Kann ein Spin-off eines Anime besser und populärer sein als das Original? In den meisten Fällen würde sich diese Frage kaum stellen, im Fall von Mononoke wäre diese jedoch tatsächlich berechtigt. Als 2006 die Horroranthologie Ayakashi: Samurai Horror Tales als dritter Beitrag in der berühmten alternativen Animeprogrammschiene noitaminA anlief, begeisterte vor allem die dritte Geschichte um den namenlosen Medizinverkäufer. Und das so sehr, dass er im Folgejahr in eben jener Schiene eine eigene Serie bekam, die das bewährte Konzept nahtlos fortsetzte.

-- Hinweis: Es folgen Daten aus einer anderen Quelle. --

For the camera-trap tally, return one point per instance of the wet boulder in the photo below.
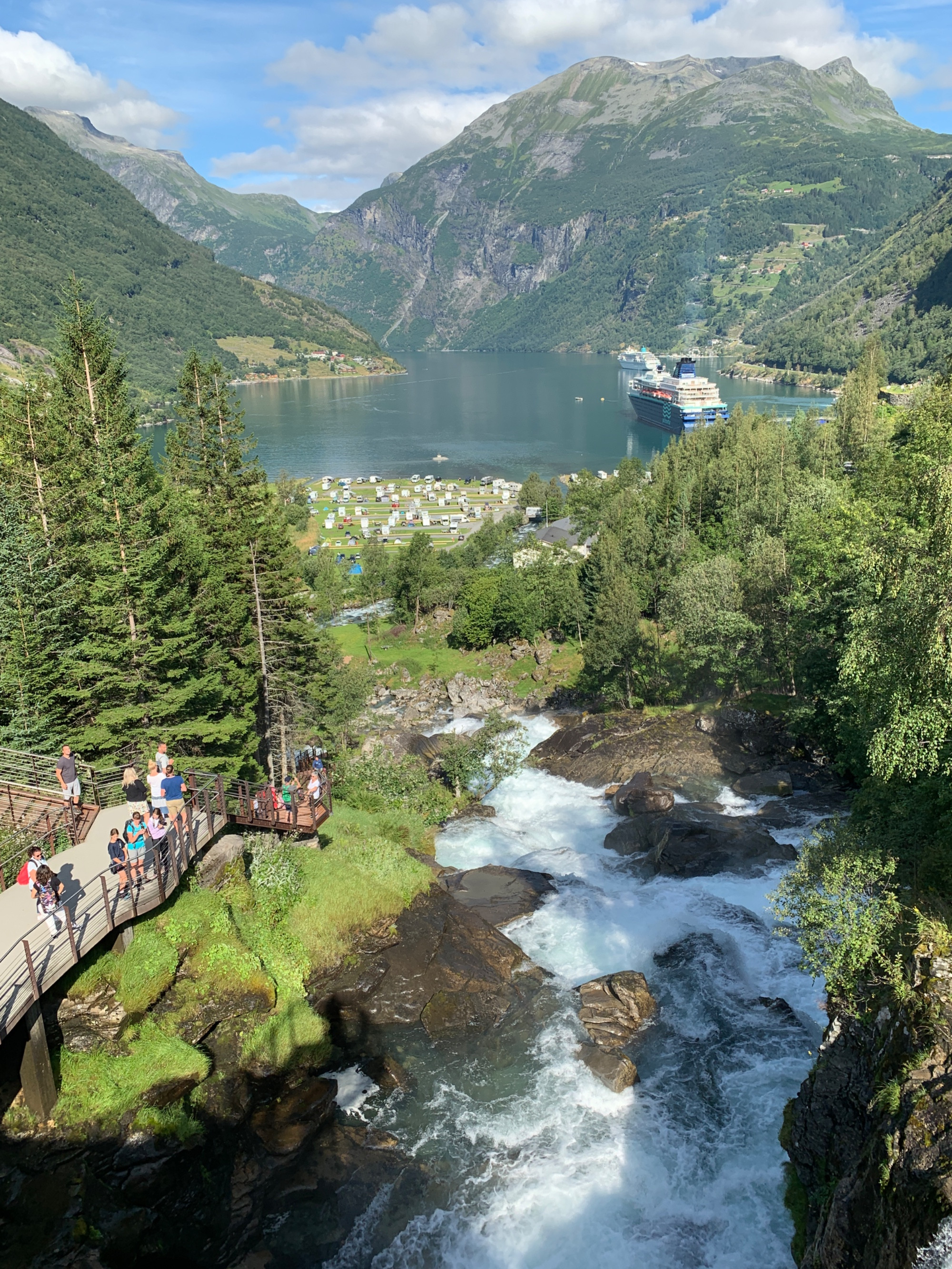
(616, 1007)
(774, 783)
(285, 1125)
(216, 860)
(501, 895)
(88, 1022)
(639, 796)
(697, 844)
(615, 1070)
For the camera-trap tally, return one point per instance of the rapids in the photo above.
(536, 1164)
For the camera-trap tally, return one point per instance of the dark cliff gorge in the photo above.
(870, 1134)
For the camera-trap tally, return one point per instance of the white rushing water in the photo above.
(540, 1165)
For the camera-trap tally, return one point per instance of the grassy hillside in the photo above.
(162, 295)
(256, 234)
(902, 287)
(615, 202)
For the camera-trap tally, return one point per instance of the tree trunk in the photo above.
(266, 696)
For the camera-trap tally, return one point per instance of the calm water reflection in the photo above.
(492, 414)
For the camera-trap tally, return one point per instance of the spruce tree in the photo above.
(138, 658)
(250, 599)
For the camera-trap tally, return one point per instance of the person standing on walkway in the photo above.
(155, 788)
(48, 891)
(173, 787)
(68, 777)
(119, 858)
(135, 791)
(157, 830)
(135, 835)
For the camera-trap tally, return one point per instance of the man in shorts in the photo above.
(68, 777)
(173, 792)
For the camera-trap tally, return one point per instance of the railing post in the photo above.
(69, 931)
(158, 861)
(106, 902)
(173, 842)
(191, 828)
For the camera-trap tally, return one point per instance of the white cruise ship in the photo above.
(678, 401)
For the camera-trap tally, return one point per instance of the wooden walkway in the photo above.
(93, 910)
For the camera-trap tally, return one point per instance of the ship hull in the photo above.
(658, 413)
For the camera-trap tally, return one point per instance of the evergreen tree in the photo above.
(132, 666)
(250, 599)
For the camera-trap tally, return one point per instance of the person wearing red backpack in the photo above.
(35, 858)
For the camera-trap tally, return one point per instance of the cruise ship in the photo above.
(680, 401)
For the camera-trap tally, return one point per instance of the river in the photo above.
(537, 1164)
(490, 414)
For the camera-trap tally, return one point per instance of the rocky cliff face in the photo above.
(870, 1134)
(596, 174)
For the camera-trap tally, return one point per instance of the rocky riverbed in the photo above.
(470, 1078)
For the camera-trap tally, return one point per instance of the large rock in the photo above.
(616, 1007)
(499, 895)
(774, 783)
(444, 955)
(699, 845)
(88, 1022)
(285, 1125)
(473, 696)
(687, 750)
(639, 796)
(615, 1070)
(216, 860)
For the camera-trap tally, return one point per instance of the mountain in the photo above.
(902, 288)
(620, 202)
(162, 295)
(249, 233)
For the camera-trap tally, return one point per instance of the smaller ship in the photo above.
(638, 361)
(680, 401)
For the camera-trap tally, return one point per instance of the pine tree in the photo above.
(250, 599)
(138, 658)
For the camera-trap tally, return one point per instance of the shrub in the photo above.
(841, 902)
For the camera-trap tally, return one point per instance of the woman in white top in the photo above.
(155, 786)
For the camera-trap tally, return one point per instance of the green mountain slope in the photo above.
(620, 202)
(160, 294)
(254, 234)
(902, 288)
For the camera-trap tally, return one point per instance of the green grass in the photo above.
(291, 1037)
(419, 654)
(356, 882)
(101, 1088)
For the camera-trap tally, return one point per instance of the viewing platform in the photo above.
(93, 910)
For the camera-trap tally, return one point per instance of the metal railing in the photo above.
(93, 910)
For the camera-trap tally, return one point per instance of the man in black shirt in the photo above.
(68, 777)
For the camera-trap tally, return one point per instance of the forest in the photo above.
(799, 566)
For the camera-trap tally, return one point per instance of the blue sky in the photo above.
(322, 100)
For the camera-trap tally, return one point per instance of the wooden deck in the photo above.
(36, 959)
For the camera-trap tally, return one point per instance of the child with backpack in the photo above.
(135, 835)
(119, 858)
(48, 891)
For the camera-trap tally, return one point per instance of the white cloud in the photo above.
(36, 71)
(412, 81)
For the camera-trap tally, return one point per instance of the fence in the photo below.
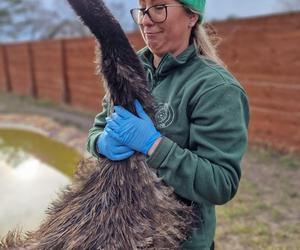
(263, 53)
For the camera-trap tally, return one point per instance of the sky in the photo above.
(216, 9)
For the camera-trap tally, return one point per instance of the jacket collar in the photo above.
(168, 62)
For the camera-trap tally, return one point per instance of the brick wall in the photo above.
(263, 53)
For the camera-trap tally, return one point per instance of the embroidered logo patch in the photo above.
(164, 115)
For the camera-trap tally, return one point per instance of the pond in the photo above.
(33, 169)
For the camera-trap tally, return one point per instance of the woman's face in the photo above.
(171, 36)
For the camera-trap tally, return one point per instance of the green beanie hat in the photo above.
(197, 5)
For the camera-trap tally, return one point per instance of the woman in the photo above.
(201, 113)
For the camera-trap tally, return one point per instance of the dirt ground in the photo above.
(263, 215)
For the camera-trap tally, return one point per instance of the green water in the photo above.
(17, 144)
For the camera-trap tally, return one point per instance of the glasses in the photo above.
(156, 13)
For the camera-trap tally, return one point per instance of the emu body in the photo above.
(111, 204)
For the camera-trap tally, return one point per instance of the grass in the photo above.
(265, 212)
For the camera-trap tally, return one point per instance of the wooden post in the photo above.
(65, 80)
(7, 84)
(32, 87)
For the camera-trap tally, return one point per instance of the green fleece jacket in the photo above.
(202, 112)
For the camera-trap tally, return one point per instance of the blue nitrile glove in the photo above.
(112, 148)
(136, 132)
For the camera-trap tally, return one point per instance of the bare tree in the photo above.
(30, 20)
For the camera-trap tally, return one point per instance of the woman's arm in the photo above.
(97, 128)
(210, 169)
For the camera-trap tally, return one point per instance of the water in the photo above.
(33, 169)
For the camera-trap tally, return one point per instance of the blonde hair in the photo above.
(206, 42)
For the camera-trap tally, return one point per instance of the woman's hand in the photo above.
(136, 132)
(112, 148)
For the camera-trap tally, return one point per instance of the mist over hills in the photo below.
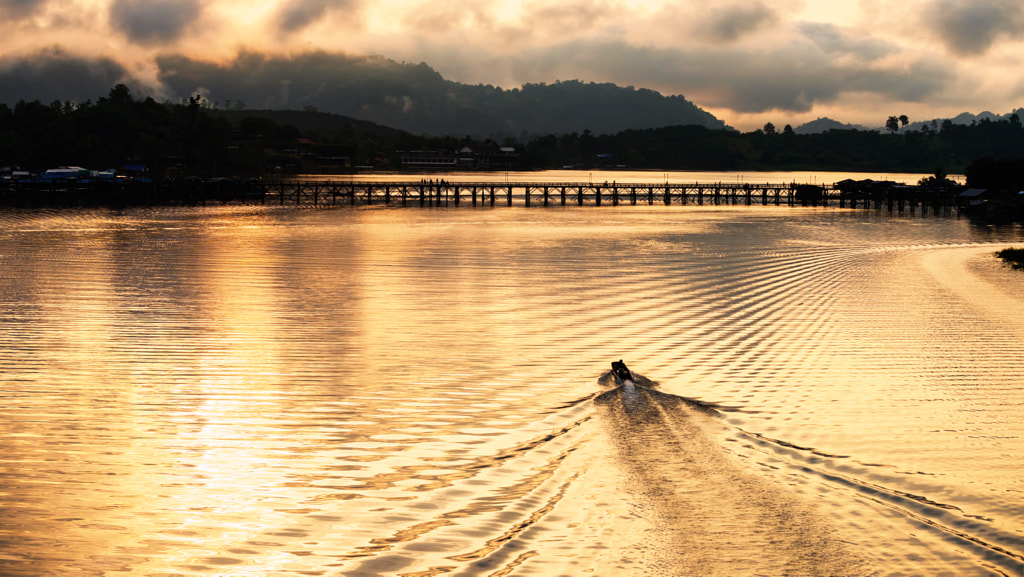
(417, 98)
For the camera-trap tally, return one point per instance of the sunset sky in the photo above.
(745, 62)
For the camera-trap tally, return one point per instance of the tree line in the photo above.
(192, 138)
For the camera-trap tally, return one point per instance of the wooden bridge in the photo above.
(438, 193)
(442, 193)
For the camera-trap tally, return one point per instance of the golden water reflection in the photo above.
(248, 390)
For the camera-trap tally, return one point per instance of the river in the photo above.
(414, 392)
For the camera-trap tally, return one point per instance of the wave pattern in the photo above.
(373, 392)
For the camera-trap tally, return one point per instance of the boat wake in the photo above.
(710, 514)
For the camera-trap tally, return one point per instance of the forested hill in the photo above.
(418, 99)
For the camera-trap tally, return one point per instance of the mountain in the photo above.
(824, 125)
(417, 98)
(965, 119)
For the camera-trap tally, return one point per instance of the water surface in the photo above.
(244, 390)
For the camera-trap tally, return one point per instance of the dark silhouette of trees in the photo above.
(193, 137)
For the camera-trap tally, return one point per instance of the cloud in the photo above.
(17, 9)
(834, 40)
(786, 78)
(729, 23)
(298, 14)
(970, 28)
(52, 74)
(154, 22)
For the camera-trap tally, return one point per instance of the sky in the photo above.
(747, 62)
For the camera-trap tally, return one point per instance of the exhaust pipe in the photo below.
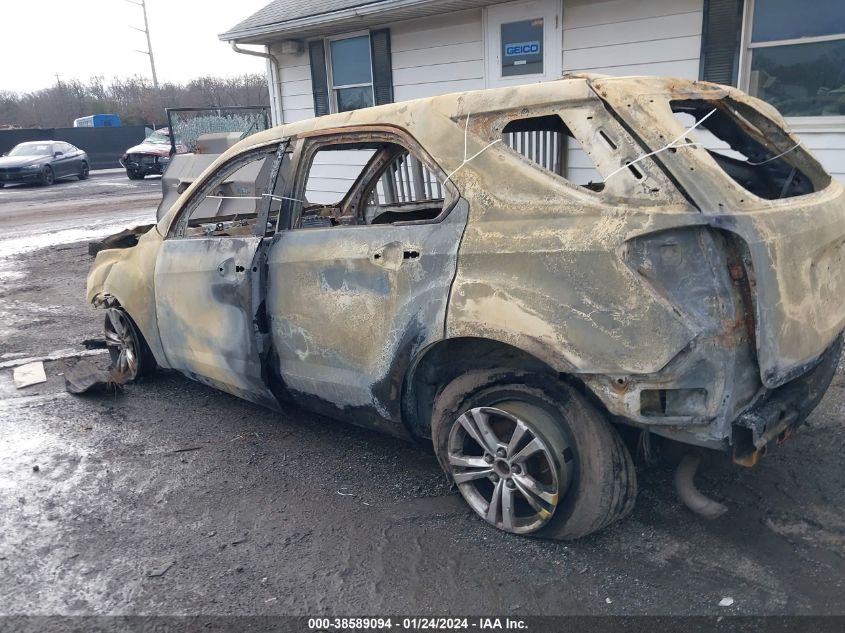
(689, 494)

Dass Mononoke immer wieder in eingängigen Foren genannt wird, wenn es darum geht, etwas andersartige Anime zu sehen, liegt zunächst einmal in der Optik begründet. Ähnlich wie Samurai Girls einige Jahre später setzte auch die Produktion des sonst vor allem für Endlosserien wie Dragon Ball oder Sailor Moon bekannte Animationsstudio Toei Animation auf einen Look, der sich an jahrhundertealter japanischer Malerei orientierte. So wurde beispielsweise die Textur alten Papiers imitiert, was natürlich wunderbar zu den im feudalen Japan angesiedelten Geschichten und auch den traditionellen Klängen passt. Anders als die Abenteuer der freizügigen Samuraikämpferinnen, in denen dunkle Tuschekleckse dominierten, ist Mononoke dabei jedoch bunt. Sehr bunt.
Voller visueller Experimente und psychedelischer Farben wird der Zuschauer hier von so vielen Details erschlagen, dass mitunter gar nicht mehr klar ist: Was ist Vordergrund, was ist Hintergrund? Dazu wird mit vielen Standbildern gearbeitet, was oft bei Anime aus Kostengründen geschieht, den Theatercharakter von Mononoke aber ebenso wirkungsvoll unterstreicht wie die typisch japanischen Schiebetüren aus Papier, mit denen einzelne Szenen voneinander getrennt werden. Dabei war man hier technisch durchaus auf der Höhe der Zeit, vertraute auch auf die Künste des Computers. Anders als bei vielen Konkurrenzprodukten fügen sich aber auch diese Elemente harmonisch in den Gesamteindruck ein.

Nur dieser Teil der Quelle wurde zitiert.